Research Lines

The mid-term development plan for the lab, consistent with the focal points of the research statement, relies on a few strategic objectives, which we deploy as research lines, along which we plan to discover and publish s.o.t.a. (state-of-the-art) advances:

  • Ultra-resilient minimal roots-of-trust and enclaves;
  • Hybridisation-aware distributed algorithms, models, and architectures;
  • High-confidence vertical verification of mid-sized software;
  • Privacy- and integrity-preserving decentralised data processing.

 

Ultra-resilient minimal roots-of-trust and enclaves

Research in the area of trustworthy embedded components, focusing on ultra-resilient computing bases: hardened subsystem architectures and code bases that can be re-used in several target systems. Investigation of reference fault and intrusion tolerant mechanisms based on many-cores and SoC. Integration of some of such components as trusted-trustworthy hybrids of hybridization-aware architectures.

 

 

 

Hybridisation-aware distributed algorithms, models, and architectures

Intrusion tolerant middleware and infrastructures, focusing on frameworks for building dependable and secure services, leveraging modular and distributed systems hybridization.

In the area of innovative BFT algorithms and systems: rethinking BFT-SMR protocol construction for distributed systems in general, in relation to reconfiguration, which can open the door to climbing the next step in the resilience ladder, adaptation.

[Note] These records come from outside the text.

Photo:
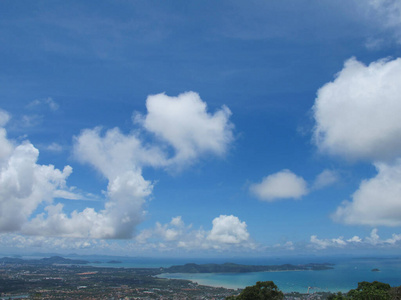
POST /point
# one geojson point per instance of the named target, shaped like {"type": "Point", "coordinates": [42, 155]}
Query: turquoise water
{"type": "Point", "coordinates": [346, 274]}
{"type": "Point", "coordinates": [343, 277]}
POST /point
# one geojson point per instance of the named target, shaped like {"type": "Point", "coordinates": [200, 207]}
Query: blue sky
{"type": "Point", "coordinates": [200, 128]}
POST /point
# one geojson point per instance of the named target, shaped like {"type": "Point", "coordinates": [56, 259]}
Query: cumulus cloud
{"type": "Point", "coordinates": [24, 184]}
{"type": "Point", "coordinates": [357, 115]}
{"type": "Point", "coordinates": [281, 185]}
{"type": "Point", "coordinates": [373, 240]}
{"type": "Point", "coordinates": [47, 102]}
{"type": "Point", "coordinates": [326, 178]}
{"type": "Point", "coordinates": [185, 124]}
{"type": "Point", "coordinates": [377, 201]}
{"type": "Point", "coordinates": [227, 232]}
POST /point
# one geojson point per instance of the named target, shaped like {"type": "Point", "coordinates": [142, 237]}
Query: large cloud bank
{"type": "Point", "coordinates": [358, 117]}
{"type": "Point", "coordinates": [280, 185]}
{"type": "Point", "coordinates": [226, 232]}
{"type": "Point", "coordinates": [182, 122]}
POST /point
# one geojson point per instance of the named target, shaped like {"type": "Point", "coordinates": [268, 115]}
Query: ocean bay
{"type": "Point", "coordinates": [344, 276]}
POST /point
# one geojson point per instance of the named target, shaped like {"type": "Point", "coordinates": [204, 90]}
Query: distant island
{"type": "Point", "coordinates": [237, 268]}
{"type": "Point", "coordinates": [187, 268]}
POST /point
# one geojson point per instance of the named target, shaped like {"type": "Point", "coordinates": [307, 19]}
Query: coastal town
{"type": "Point", "coordinates": [59, 278]}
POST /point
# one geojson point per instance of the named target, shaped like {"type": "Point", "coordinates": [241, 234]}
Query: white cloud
{"type": "Point", "coordinates": [354, 239]}
{"type": "Point", "coordinates": [181, 121]}
{"type": "Point", "coordinates": [283, 184]}
{"type": "Point", "coordinates": [24, 184]}
{"type": "Point", "coordinates": [54, 147]}
{"type": "Point", "coordinates": [357, 115]}
{"type": "Point", "coordinates": [184, 123]}
{"type": "Point", "coordinates": [228, 230]}
{"type": "Point", "coordinates": [377, 201]}
{"type": "Point", "coordinates": [326, 178]}
{"type": "Point", "coordinates": [373, 240]}
{"type": "Point", "coordinates": [48, 102]}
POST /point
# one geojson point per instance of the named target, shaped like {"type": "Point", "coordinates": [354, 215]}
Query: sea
{"type": "Point", "coordinates": [345, 275]}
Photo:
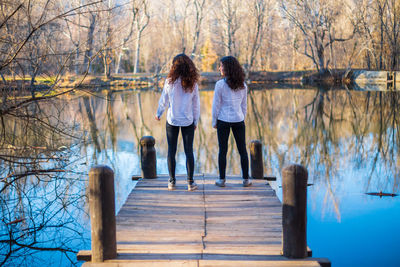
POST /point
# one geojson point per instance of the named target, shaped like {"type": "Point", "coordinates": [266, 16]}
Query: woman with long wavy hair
{"type": "Point", "coordinates": [181, 96]}
{"type": "Point", "coordinates": [228, 112]}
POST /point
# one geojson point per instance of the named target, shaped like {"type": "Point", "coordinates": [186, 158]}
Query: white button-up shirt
{"type": "Point", "coordinates": [228, 105]}
{"type": "Point", "coordinates": [183, 107]}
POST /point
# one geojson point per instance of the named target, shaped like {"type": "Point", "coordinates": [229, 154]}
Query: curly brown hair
{"type": "Point", "coordinates": [183, 67]}
{"type": "Point", "coordinates": [233, 72]}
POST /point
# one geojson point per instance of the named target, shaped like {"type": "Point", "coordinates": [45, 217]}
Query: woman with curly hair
{"type": "Point", "coordinates": [181, 96]}
{"type": "Point", "coordinates": [228, 112]}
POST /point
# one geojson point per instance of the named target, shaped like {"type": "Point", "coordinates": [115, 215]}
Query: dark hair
{"type": "Point", "coordinates": [233, 72]}
{"type": "Point", "coordinates": [183, 67]}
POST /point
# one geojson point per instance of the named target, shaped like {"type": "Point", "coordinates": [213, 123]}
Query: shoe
{"type": "Point", "coordinates": [192, 186]}
{"type": "Point", "coordinates": [171, 185]}
{"type": "Point", "coordinates": [246, 182]}
{"type": "Point", "coordinates": [220, 182]}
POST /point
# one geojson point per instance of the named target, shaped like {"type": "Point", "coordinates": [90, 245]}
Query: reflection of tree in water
{"type": "Point", "coordinates": [40, 196]}
{"type": "Point", "coordinates": [329, 131]}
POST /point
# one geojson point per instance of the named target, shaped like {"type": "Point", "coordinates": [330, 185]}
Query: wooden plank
{"type": "Point", "coordinates": [212, 226]}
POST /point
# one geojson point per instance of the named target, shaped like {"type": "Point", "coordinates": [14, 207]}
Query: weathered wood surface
{"type": "Point", "coordinates": [212, 226]}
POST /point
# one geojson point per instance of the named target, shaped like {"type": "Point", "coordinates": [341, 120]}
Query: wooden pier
{"type": "Point", "coordinates": [212, 226]}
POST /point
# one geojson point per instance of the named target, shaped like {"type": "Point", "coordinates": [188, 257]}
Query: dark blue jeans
{"type": "Point", "coordinates": [172, 138]}
{"type": "Point", "coordinates": [239, 132]}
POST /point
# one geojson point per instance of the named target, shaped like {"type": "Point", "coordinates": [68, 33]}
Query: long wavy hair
{"type": "Point", "coordinates": [183, 67]}
{"type": "Point", "coordinates": [233, 73]}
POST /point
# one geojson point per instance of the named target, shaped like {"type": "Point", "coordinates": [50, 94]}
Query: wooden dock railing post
{"type": "Point", "coordinates": [294, 211]}
{"type": "Point", "coordinates": [102, 213]}
{"type": "Point", "coordinates": [148, 157]}
{"type": "Point", "coordinates": [256, 160]}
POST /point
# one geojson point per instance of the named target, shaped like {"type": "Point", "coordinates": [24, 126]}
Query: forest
{"type": "Point", "coordinates": [50, 39]}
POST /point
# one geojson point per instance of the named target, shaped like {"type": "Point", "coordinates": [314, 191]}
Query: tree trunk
{"type": "Point", "coordinates": [137, 54]}
{"type": "Point", "coordinates": [89, 42]}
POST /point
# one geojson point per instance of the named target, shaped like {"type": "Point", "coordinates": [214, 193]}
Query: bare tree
{"type": "Point", "coordinates": [316, 21]}
{"type": "Point", "coordinates": [142, 18]}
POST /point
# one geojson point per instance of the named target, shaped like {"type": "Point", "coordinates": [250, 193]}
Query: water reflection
{"type": "Point", "coordinates": [348, 140]}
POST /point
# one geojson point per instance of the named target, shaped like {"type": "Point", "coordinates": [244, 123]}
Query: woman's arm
{"type": "Point", "coordinates": [216, 105]}
{"type": "Point", "coordinates": [164, 101]}
{"type": "Point", "coordinates": [196, 105]}
{"type": "Point", "coordinates": [243, 105]}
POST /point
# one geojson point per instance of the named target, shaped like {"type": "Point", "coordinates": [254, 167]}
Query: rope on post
{"type": "Point", "coordinates": [102, 213]}
{"type": "Point", "coordinates": [148, 157]}
{"type": "Point", "coordinates": [294, 211]}
{"type": "Point", "coordinates": [256, 160]}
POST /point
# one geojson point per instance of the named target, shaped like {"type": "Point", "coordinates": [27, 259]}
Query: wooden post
{"type": "Point", "coordinates": [102, 213]}
{"type": "Point", "coordinates": [294, 211]}
{"type": "Point", "coordinates": [256, 160]}
{"type": "Point", "coordinates": [148, 157]}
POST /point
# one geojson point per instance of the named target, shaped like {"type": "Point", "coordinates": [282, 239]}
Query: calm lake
{"type": "Point", "coordinates": [348, 140]}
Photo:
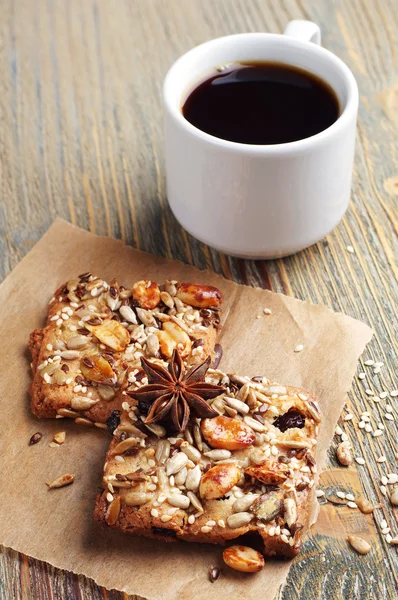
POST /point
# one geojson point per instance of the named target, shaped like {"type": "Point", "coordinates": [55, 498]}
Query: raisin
{"type": "Point", "coordinates": [113, 421]}
{"type": "Point", "coordinates": [293, 418]}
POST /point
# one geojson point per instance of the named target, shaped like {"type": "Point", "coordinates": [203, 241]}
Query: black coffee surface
{"type": "Point", "coordinates": [262, 103]}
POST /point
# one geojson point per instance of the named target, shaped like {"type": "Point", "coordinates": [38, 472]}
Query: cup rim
{"type": "Point", "coordinates": [349, 109]}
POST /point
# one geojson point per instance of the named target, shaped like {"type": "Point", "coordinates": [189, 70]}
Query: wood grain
{"type": "Point", "coordinates": [80, 122]}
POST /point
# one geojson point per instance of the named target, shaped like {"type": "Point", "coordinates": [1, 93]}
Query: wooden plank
{"type": "Point", "coordinates": [81, 137]}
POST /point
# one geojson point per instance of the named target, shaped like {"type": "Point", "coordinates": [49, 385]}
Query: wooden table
{"type": "Point", "coordinates": [81, 138]}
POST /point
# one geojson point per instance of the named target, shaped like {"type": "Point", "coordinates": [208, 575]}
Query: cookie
{"type": "Point", "coordinates": [87, 357]}
{"type": "Point", "coordinates": [203, 456]}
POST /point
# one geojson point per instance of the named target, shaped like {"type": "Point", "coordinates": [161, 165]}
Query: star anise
{"type": "Point", "coordinates": [171, 394]}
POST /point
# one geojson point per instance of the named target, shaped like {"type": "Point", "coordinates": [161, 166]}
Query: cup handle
{"type": "Point", "coordinates": [306, 31]}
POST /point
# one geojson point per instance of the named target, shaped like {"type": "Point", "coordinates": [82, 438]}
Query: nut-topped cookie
{"type": "Point", "coordinates": [88, 356]}
{"type": "Point", "coordinates": [203, 456]}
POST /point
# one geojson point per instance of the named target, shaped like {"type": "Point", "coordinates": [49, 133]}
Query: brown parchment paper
{"type": "Point", "coordinates": [57, 526]}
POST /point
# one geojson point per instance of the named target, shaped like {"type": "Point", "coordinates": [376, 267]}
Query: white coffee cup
{"type": "Point", "coordinates": [259, 201]}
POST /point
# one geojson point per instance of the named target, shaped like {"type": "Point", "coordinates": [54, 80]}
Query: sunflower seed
{"type": "Point", "coordinates": [65, 412]}
{"type": "Point", "coordinates": [191, 452]}
{"type": "Point", "coordinates": [82, 403]}
{"type": "Point", "coordinates": [218, 454]}
{"type": "Point", "coordinates": [193, 479]}
{"type": "Point", "coordinates": [178, 500]}
{"type": "Point", "coordinates": [239, 519]}
{"type": "Point", "coordinates": [76, 342]}
{"type": "Point", "coordinates": [237, 405]}
{"type": "Point", "coordinates": [242, 504]}
{"type": "Point", "coordinates": [152, 344]}
{"type": "Point", "coordinates": [106, 392]}
{"type": "Point", "coordinates": [180, 477]}
{"type": "Point", "coordinates": [290, 511]}
{"type": "Point", "coordinates": [113, 511]}
{"type": "Point", "coordinates": [196, 503]}
{"type": "Point", "coordinates": [255, 425]}
{"type": "Point", "coordinates": [365, 506]}
{"type": "Point", "coordinates": [359, 544]}
{"type": "Point", "coordinates": [70, 354]}
{"type": "Point", "coordinates": [128, 314]}
{"type": "Point", "coordinates": [156, 429]}
{"type": "Point", "coordinates": [344, 455]}
{"type": "Point", "coordinates": [61, 481]}
{"type": "Point", "coordinates": [394, 496]}
{"type": "Point", "coordinates": [214, 574]}
{"type": "Point", "coordinates": [136, 498]}
{"type": "Point", "coordinates": [176, 463]}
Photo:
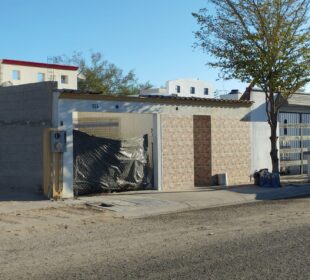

In the area of cyber-physical systems with R/T communication networks under timing uncertainties and malicious attacks: investigation of Byzantine resilient communication and consensus, like reliable and atomic broadcast as well as state-machine replication protocols, fulfilling real-time requirements whilst being tolerant of Byzantine faults.

In the area of intrusion tolerant middleware for low-level cyber-physical systems (CPS), such as found in in-car vehicle controller architectures: bridging the safety-security gap in ECU-level networks.

In the area of software defined networking (SDN) security and dependability: analyzing the threat plane to SDN, and investigating solution frameworks promoting automatic (unattended) secure and dependable operation. We investigate logically-centralized security and/or dependability architectures for Software-Defined Networks, which we plan in a later stage, to make resilient to faults and attacks.

 

 

 

High-confidence vertical verification of mid-sized software

As part of the general objectives of the lab, we plan to develop verification techniques based on proof assistants, applied to fault and intrusion tolerant (FIT) protocols. We will leverage on the Coq ecosystem, to produce vertical verification (from the high level specification down to the machine code) of the fundamental pieces of the FIT suites we design, and those designed by others, e.g. the precursor PBFT, through mechanical proofs of fundamental properties.

We also plan to enhance the Coq-based framework to reason about Byzantine faults, liveness and more importantly, timeliness (fundamental in R/T systems), as well as to support reasoning about rejuvenation and group membership.

 

 

 

Privacy- and integrity-preserving decentralised data processing

Analysis of the problems of data privacy and integrity in highly sensitive sectors for citizens and organisations, such as those concerned with biomedical, and with financial data. Investigation of infrastructure-aware data storage and processing algorithms and protocols.

In the area of biomedical data privacy and integrity: we are investigating e-health architectures as ecosystems that allow reconciling data sharing with high levels of privacy, and algorithms powering those architectures.

One objective is to identify and filter sensitive genomic sequences immediately they are generated (i.e. at the mouth of the NGS machine) to segregate and protect them appropriately, drawing from and improving recent research in this area, namely with a view on long reads.

With regard to alignment, we wish to improve the privacy x performance product of genome alignment, which currently is either secure and slow, or fast and insecure. We propose to classify genomic information in risk categories, and use alignment algorithms with different security-speed tradeoffs, to process the different categories.

Concerning secure data processing, we look into the problematic of SGX-enclave-based genome alignment, namely situations causing the undesired leakage of sensitive genomic information from SGX enclaves.

In the area of Blockchain/Bitcoin analysis and threat mitigation, and authentication and key management in critical information infrastructures: we have been working on adapting Byzantine fault tolerance and post-compromise security techniques to address these problems.

We are investigating techniques to improve existing blockchain systems, neutralising attacks from powerful adversaries, leveraging Byzantine fault tolerance algorithms to prevent uncertainties, either constraining the formation of colluding cliques that control the network, or guaranteeing the correct operation even when the former temporarily dominated the network. We are investigating as well, mechanisms that take the long-term performance and reliability of a miner into account, preventing flash attacks. Additionally, we intend these techniques to not constrain performance of blockchain, but rather enhance it.

On key infrastructures and authentication, we have been researching on the detection of endpoint compromise and of misuse of secrets, and on authenticating compromisable storage systems.